Todays "WTF Bitbucket?"

You can mark a PR with "Requesting changes" even if it was already merged but you haven't refreshed your page.

The whole PR page is loaded with a dozen independent requests but you cannot reload a single "widget" (e.g. Activity) without refreshing the page.
And then you do an API request "mark PR with request for changes" and the server accepts that, even if the PR is merged. Why? Nobody looks at a merged PR with Requested changes. You would expect a warning "cannot mark request changes, PR already merged" but no, Atlassian fucked up here again.

The new "PR experience" is shit. Just loading everything in a separate request does help nothing if I still have to reload the page to get an updated PR view.

Comments
  • 1
    What if I tell you, there are people who re-use the same tickets, branches and even PR’s? You may request changes to an closed PR and re-open the PR by pushing new changes to the source branch?

    Anyways, even if you don’t look at the closed PRs, you still should get emails about it.
  • 0
    @petergriffin You can reuse a merged PR? Branches yes, but PRs?

    Why would you even want that? After merging, the source branch and the destination branch don't differ until you push again. And then you should open a new PR, because the comments from the old are no longer valid (as the points they mention are no longer part of the diff)
  • 0
    You add new comments to the old, closed PR, requesting changes, e.g. regressions of an deployed version. Then, you make the changes, create a new PR and reference the old one as a follow-up PR. That way it is completely clear why the PR exists and not just what changed. Additionally, you can better understand what the project situation was in the past.

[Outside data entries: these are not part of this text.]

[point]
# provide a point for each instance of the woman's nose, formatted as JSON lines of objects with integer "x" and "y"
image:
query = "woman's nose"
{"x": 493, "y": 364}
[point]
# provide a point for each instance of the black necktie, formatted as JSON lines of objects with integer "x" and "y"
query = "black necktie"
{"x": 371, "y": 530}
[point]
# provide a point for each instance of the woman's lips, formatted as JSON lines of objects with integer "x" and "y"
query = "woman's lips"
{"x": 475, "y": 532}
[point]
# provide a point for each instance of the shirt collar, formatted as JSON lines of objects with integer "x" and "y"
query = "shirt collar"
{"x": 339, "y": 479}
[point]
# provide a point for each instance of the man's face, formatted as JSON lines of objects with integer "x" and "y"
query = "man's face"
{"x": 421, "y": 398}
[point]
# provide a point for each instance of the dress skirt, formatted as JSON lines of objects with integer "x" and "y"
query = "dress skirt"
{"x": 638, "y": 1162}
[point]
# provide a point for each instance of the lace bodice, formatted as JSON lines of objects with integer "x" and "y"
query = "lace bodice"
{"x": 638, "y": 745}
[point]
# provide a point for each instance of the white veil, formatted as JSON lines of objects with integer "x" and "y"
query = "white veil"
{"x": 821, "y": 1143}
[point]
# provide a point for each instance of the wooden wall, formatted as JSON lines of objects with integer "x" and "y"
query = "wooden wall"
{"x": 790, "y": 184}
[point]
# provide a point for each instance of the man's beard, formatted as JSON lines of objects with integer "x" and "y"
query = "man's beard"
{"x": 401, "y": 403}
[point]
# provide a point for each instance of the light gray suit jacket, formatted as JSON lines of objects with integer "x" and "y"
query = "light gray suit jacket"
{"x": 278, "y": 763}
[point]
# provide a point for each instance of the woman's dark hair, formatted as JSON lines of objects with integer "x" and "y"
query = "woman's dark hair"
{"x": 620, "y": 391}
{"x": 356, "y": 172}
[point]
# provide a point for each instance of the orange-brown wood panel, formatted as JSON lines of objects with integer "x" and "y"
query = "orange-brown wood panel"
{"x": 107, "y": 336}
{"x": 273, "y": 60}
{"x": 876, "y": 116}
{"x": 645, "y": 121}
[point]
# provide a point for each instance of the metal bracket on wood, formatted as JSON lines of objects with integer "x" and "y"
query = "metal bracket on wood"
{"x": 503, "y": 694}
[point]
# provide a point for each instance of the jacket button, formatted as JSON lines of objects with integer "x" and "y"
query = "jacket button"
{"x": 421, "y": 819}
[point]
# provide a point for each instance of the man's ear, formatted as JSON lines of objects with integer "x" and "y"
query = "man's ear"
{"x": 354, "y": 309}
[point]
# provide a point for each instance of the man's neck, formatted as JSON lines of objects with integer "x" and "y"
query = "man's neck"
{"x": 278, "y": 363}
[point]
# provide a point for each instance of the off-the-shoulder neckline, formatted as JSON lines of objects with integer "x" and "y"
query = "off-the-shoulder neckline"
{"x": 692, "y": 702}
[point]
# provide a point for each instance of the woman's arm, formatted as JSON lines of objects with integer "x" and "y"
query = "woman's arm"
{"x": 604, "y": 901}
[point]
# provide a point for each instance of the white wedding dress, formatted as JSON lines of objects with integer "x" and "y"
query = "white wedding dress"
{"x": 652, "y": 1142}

    Since there are situations when you may want to make changes related to an ticket, but the ticket itself inherently doesn’t require to be changed in order to track the code changes.
  • 0
    I don't think that is the intended functionality of "request changes". It's meant to block the merge until the person removes that "request changes" flag or the PR creator adds new commits.

    If the PR was approved in the past, you should not remove the approval now because things changed. Once merged, the PR is history which should not change.